Beedle - Oracle free perpetual lending

Summary

Presence of ERC-777 tokens within the protocol enables potential attackers to drain the entire token balance from the protocol due to reentrancy.

This is because when a contract implementing the IERC777Recipient interface receives ERC-777 tokens, the tokensReceived() function in the receiving contract is called. A malicous user can use this callback to reenter a vulnerable contract.

Vulnerability Details

1. repay()

Pool A (USDC-Token A):

• Loan Token: USDC

• Collateral Token: Token A (ERC-777)

• min loan amount: 100 USDC

Token A balance of the protocol: 50,000

• The attacker uses a contract that implements the IERC777Recipient interface to borrow 100 USDC and provides 25,000 collateral of Token A.

• Attacker calls repay()

  • 100 USDC of loan token is transferred to the pool IERC20(loan.loanToken).transferFrom

  • Collateral is transferred from the protocol to the borrower IERC20(loan.collateralToken).transfer

  • Note: The loan info hasn't been updated yet so reentrancy is possible

  • The attacker(borrower) can reenter when it receives tokens using tokensReceived(). Here the attacker calls repay() again.

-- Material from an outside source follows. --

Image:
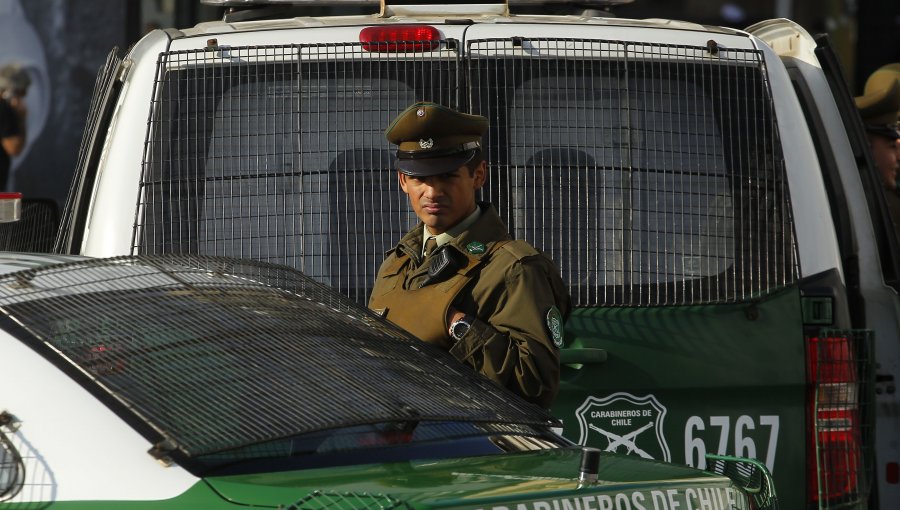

  • Again 100 USDC is transferred from the attacker to the pool, and 25,000 collateral tokens are transferred to the attacker

• So the protocol is drained of token A

This reentrancy is possible because the loan is deleted after the token transfer.

https://github.com/Cyfrin/2023-07-beedle/blob/658e046bda8b010a5b82d2d85e824f3823602d27/src/Lender.sol#L343

2. seizeLoan()

Similarly, re-entrancy is also possible in seizeLoan() as well because the loan is deleted after the token transfer.

3. refinance()

Pool (USDC-Token A):

• Loan Token: Token A (ERC-777)

• Collateral Token: USDC

• min loan amount: 100

Token A balance of the protocol: 50,000

• The attacker uses a contract that implements the IERC777Recipient interface to borrow 100 loan tokens and provides 2000 USDC as collateral.

• Attacker calls refinance() for the loan with debt=1000 and the same collateral. (LTV is within limits)

• Because the attacker requested more debt tokens, additional debt tokens are transferred to the attacker

  • Attacker receives debt tokens

  • Callback function tokensReceived() in the attacker contract is called and attacker calls refinance() again with the same parameters.

  • Since the state of loan wasn't updated, additional debt tokens will be transferred to the attacker

  • The attacker keeps on reentering until pool_balance = 0

• So the protocol is drained of the pool's debt tokens

This reentrancy is possible because an external call (token transfer) is made before any state changes.

Impact

Financial loss

Tools Used

Manual review

Recommendations

Use a ReentrancyGuard for each vulnerable function
OR
make sure token transfers are made after all state changes in each function.